Pour Halloween, plusieurs dizaines d'intrépides ont choisi de passer la soirée dans un ancien orphelinat catholique à Etagnac, en Charente limousine. Costumes cauchemardesques, film d'horreur, concours de rire démoniaque. L'événement était organisé pour la troisième fois par le collectif Saint-Juniaud Champ Libre.
Dans la nuit charentaise, la silhouette d'un clocher gothique se découpe. De son sommet se dégage une lumière rouge, comme pour indiquer aux visiteurs indésirables : "N'entrez pas ici".
Pourtant, ils sont plusieurs dizaines d'intrépides, la plupart déguisés, à oser franchir l'immense porche menant à l'intérieur de cet orphelinat abandonné, comme Axelle et Yann. "C'est excitant ! On a tous les deux vu énormément de films d'horreur donc c'est l'univers qu'on aime bien." Sous l'immense charpente, un loup-garou se promène en liberté. "Le site est magique, c'est carrément insolite", abonde-t-il entre deux grognements.
"On avait envie de se faire peur"
20h30, la soirée commence auprès du feu allumé dans la grande cour intérieure. Les comédiens de Champ Libre évoquent l'esprit d'un enfant qui hanterait toujours les lieux, baptisé... Bernard. Entre rires et hurlements, le ton est donné.

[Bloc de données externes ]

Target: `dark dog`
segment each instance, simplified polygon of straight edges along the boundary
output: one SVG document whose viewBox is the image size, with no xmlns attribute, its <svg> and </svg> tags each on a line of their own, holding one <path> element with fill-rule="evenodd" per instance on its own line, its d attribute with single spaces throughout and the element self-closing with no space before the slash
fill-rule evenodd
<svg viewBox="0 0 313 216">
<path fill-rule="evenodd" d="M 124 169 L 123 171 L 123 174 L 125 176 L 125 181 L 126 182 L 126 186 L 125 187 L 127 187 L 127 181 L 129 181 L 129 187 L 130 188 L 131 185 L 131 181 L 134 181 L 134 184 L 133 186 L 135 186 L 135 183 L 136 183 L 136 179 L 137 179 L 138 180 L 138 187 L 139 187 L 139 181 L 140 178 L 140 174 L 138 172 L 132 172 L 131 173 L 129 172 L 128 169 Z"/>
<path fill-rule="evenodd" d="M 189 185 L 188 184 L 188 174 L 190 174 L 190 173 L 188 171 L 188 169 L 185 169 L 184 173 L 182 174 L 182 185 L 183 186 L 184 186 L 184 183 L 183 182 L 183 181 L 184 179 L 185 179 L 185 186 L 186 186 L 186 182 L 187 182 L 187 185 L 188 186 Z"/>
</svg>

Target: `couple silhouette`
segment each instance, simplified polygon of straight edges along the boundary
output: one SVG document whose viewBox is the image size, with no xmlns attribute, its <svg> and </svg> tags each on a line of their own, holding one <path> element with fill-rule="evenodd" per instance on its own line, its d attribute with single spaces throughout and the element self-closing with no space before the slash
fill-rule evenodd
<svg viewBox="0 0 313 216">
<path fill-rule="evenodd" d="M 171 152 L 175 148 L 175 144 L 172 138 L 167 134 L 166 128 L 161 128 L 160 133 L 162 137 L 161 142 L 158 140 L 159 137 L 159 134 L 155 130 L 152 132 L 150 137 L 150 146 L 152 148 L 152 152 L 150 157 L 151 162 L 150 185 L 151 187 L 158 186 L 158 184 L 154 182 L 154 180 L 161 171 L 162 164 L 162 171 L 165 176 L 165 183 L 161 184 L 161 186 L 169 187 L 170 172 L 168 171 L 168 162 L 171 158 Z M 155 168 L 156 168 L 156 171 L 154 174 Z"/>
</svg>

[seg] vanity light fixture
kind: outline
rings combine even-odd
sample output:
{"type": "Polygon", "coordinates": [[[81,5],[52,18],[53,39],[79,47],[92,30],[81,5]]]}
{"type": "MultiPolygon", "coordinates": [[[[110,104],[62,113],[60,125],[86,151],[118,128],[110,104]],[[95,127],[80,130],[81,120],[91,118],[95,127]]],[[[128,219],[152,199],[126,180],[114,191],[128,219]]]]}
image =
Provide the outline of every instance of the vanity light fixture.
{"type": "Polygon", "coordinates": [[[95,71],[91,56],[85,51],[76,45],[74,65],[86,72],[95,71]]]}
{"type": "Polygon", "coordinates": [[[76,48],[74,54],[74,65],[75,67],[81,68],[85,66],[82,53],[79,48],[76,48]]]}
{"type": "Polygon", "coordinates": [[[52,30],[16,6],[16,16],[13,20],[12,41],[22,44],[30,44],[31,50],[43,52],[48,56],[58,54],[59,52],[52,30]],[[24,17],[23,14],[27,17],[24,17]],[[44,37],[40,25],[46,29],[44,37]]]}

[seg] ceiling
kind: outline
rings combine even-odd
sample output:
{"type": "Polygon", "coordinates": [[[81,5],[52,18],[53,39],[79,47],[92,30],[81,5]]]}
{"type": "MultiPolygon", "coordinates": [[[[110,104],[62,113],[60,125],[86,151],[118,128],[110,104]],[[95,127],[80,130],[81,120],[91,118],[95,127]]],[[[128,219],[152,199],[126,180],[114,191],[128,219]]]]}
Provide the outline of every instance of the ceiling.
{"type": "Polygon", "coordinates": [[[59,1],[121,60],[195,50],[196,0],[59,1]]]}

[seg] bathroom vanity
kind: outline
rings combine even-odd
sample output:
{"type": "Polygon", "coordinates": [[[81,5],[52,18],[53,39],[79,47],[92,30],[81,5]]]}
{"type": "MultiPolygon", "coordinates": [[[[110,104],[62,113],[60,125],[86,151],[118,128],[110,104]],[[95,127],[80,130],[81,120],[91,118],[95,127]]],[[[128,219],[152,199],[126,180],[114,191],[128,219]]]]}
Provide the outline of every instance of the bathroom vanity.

Laetitia est venue avec sa fille de quinze ans et sa maman de soixante-treize ans. Trois générations prêtes à vivre le grand frisson. "D'habitude, je fête Halloween juste avec mes enfants, comme ça, mais ce soir, on avait envie de se faire peur. C'est ma mère qui a proposé", lance Laetitia.
Après un passage par la case pop-corn, le public de 75 personnes est conduit dans l'ancienne chapelle, désacralisée, transformée pour l'occasion en salle de cinéma. Autel, confessionnal, lustre, le lieu jadis sacré a gardé quelques éléments de son mobilier religieux.
"Quelle horreur !"
21 heures, la séance commence. À l'affiche, Evil Dead, un classique du cinéma d'horreur sorti en 1981. L'histoire suit un groupe d'étudiants américains qui décide de passer leurs vacances dans une cabane perdue dans la forêt, et qui réveille malencontreusement des esprits maléfiques. Si les effets spéciaux ont (beaucoup) vieilli, le film reste drôlement effrayant. À l'instar d'un train-fantôme, le public oscille entre rires et cris.
22h30, séance terminée. Sylvie est soulagée. "Quelle horreur..." glisse-t-elle, partagée entre rire et dégoût des scènes outrageusement gores.
Mouah-ah-ah
La soirée se termine avec un concours de rire démoniaque, jugé à l'applaudimètre. Claire, animatrice dans une résidence seniors, avoue s'inspirer du Joker et du Pingouin, les antagonistes de Batman. "Les sorcières de Hocus Pocus, ça marche bien aussi."
Si sa prestation est très convaincante, c'est Isabelle, tout droit échappée d'un asile, qui remporte la compétition. "En étant le plus naturel possible...", lâche-t-elle sans jamais sortir de son personnage.
Du couvent au "lieu de vie"
Construit dans les années 1870 par la famille des comtes de Richemont qui en fit don à l'Église, le lieu fut tour à tour couvent, puis orphelinat, camp de réinsertion de prisonniers, colonie de vacances... avant d'être laissé à l'abandon à la fin des années 1990.
On a commencé à faire des soirées lecture d'horreur avec de la musique jouée à partir d'instruments trouvés sur place.
Charles Meillat,Directeur du collectif Champ Libre
En 2019, le site est racheté pour une bouchée de pain par un particulier de Saint-Junien qui décide d'en faire un "lieu de vie". Le collectif Champ Libre l'investit depuis, pour ses soirées d'Halloween, mais projette d'y organiser d'autres événements.